しかもそれを飽きることなく毎日食べている。貴女一体どういう胃袋をしていらっしゃるので?
金糸雀の向かいではヤクルト大好き女、水銀燈がヤクルトを大量に飲んでいた。…なんでもう1パック片付けてるんだ…。しかも2つめに突入するなよ…。

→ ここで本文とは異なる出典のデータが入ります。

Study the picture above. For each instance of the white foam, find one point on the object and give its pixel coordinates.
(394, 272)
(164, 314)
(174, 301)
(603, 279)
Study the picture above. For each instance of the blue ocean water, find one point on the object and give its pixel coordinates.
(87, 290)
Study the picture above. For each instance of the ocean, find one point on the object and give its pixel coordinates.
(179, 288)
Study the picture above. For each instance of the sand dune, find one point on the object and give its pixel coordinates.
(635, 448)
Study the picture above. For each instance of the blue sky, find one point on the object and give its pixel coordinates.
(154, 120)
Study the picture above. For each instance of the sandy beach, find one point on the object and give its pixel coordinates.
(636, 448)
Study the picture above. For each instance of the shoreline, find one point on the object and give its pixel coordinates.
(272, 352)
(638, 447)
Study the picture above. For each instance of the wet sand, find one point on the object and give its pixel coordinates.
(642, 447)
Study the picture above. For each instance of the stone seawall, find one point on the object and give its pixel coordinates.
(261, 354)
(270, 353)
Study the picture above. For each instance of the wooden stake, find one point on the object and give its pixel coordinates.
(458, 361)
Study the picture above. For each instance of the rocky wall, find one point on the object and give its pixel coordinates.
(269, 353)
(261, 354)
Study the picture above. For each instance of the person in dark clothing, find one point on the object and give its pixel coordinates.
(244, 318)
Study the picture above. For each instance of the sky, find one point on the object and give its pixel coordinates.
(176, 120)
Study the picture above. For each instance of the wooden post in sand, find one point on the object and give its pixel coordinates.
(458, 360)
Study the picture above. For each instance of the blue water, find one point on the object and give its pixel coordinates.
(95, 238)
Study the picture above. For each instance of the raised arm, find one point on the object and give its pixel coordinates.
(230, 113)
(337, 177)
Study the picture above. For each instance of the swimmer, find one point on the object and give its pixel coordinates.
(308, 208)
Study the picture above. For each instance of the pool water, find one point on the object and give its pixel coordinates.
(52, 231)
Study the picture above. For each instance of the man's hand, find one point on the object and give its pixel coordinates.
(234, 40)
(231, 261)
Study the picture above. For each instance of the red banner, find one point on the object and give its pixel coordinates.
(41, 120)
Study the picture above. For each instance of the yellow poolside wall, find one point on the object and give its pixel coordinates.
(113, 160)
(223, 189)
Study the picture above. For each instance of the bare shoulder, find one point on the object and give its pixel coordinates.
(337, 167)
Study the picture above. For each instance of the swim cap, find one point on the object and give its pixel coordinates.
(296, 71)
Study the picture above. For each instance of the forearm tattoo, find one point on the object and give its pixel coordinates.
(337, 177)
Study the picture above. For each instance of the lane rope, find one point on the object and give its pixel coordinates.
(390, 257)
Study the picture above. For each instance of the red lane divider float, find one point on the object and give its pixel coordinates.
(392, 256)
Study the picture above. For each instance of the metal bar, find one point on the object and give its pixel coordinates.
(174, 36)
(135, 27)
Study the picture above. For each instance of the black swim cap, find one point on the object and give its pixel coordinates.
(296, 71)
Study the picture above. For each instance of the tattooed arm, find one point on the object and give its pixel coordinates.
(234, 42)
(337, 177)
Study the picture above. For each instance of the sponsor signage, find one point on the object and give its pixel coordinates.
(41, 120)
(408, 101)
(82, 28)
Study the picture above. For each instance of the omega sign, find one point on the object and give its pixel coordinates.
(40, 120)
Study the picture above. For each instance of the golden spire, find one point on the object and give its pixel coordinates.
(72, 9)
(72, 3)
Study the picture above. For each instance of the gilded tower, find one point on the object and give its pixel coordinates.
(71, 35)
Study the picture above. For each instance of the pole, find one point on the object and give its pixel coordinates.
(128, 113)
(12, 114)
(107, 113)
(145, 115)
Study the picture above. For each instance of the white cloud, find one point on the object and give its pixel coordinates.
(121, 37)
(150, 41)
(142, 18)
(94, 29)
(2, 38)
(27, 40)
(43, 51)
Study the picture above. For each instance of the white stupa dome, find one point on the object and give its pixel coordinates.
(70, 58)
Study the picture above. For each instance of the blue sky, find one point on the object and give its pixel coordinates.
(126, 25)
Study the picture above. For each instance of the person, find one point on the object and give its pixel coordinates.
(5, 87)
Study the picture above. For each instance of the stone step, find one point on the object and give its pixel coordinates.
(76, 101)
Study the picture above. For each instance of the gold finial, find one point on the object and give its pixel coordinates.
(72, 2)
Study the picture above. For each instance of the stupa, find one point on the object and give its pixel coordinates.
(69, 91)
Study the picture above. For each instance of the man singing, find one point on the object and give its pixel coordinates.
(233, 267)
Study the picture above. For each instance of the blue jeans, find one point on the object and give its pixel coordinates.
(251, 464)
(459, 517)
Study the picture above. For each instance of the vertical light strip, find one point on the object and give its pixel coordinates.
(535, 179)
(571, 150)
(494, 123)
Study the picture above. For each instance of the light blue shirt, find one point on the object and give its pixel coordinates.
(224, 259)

…少々話がずれた。と、まあこんな感じになっていたのだ。ここから何故あんな修羅場になってしまったのか。原因は実を言うと僕だった。
あんまりみんな美味しそうに食べるんで、つい口に出してしまったのだ。
「しかしどれも美味しそうだなぁ。どれが一番美味しいんだろ?」______この一言がいけなかった。
これを聞いた4人から一気に殺気が発せられたのにきづいた時にはもう遅かった。

そして舞台はふりだしに戻る。

かくして現在僕は4人の少女に迫られているわけである。…誰か助けてくれ。
「ここまで来てしまったからには決着をつけるしかないわよねぇ?」水銀燈が楽しげに言うと、金糸雀もそれに同調する。
「同感かしらー!こうなったら食べ比べるしかないかしらー!」
「そういえば、ここにちょうどいい第三者がいるですねぇ…」
翠星石さん?それは一体誰のことでしょうか?もしや貴女の前で威圧されている憐れな男ではありますまい?
くそ、頼みの綱はヤツだけだ!僕は最後に残った一人に目を向ける。この子なら、この子ならなんとかしてくれる…!
そこにいたのは…
「ジュンくん?判定、よろしくお願いするよ」
微笑む小悪魔の姿だった。嗚呼グッバイ。僕の人生。